Vol. 7 (2019): Proceedings of the Seventh AAAI Conference on Human Computation and Crowdsourcing

					View Vol. 7 (2019): Proceedings of the Seventh AAAI Conference on Human Computation and Crowdsourcing

Edited by Edith Law and Jennifer Wortman Vaughan
224 pp., references, index, illus.
ISBN 978-1-57735-820-6

The 7th volume of the AAAI Conference on Human Computation and Crowdsourcing (HCOMP 2019) contains the papers presented at Skamania Lodge in Washington State near the Columbia Gorge River, USA from October 28-30, 2019. The conference is sponsored by the Association for the Advancement of Artificial Intelligence (AAAI).

While artificial intelligence (AI) and human-computer interaction (HCI) represent traditional mainstays of the conference, HCOMP believes strongly in publishing broad, interdisciplinary research. The field is particularly unique in the diversity of disciplines it draws upon and contributes to, ranging from human-centered qualitative studies and HCI design, to computer science and artificial intelligence, to economics and the social sciences, all the way to digital humanities, policy, and ethics.

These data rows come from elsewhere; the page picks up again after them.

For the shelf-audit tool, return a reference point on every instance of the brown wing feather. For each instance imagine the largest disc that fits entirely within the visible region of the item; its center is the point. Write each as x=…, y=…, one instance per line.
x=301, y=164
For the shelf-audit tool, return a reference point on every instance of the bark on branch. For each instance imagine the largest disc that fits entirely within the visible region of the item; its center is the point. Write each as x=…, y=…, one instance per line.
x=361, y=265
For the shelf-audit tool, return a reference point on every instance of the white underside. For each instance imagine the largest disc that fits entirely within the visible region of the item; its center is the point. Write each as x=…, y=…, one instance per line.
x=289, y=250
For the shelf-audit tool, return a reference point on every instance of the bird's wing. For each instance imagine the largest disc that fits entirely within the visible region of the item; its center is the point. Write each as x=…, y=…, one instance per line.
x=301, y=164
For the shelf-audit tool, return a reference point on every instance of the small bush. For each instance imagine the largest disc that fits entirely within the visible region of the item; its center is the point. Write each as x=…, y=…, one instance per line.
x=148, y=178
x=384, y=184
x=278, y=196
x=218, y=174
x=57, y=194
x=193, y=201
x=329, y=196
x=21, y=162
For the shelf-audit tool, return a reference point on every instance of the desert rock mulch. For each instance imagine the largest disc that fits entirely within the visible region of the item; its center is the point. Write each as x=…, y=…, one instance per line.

In this volume, the papers emphasize work that generates new insights into the human computation side of HCOMP, such as new understandings about human cognition, human-in-the-loop intelligence systems, human-AI interaction and collaboration, algorithmic and interface techniques for augmenting human abilities to perform tasks, and other issues that affect how humans collaborate with AI systems (such as bias, fairness and interpretability).

HCOMP is aimed at promoting the scientific exchange of advances in human computation and crowdsourcing among researchers, engineers, and practitioners across a spectrum of disciplines. The conference was created by researchers from diverse fields to serve as a key focal point and scholarly venue for the review and presentation of the highest quality work on principles, studies, and applications of human computation. The meeting seeks and embraces work on human computation and crowdsourcing in multiple fields, including human-computer interaction, cognitive psychology, economics, information retrieval, databases, systems, optimization, and multiple subdisciplines of artificial intelligence, such as vision, speech, robotics, machine learning, and planning.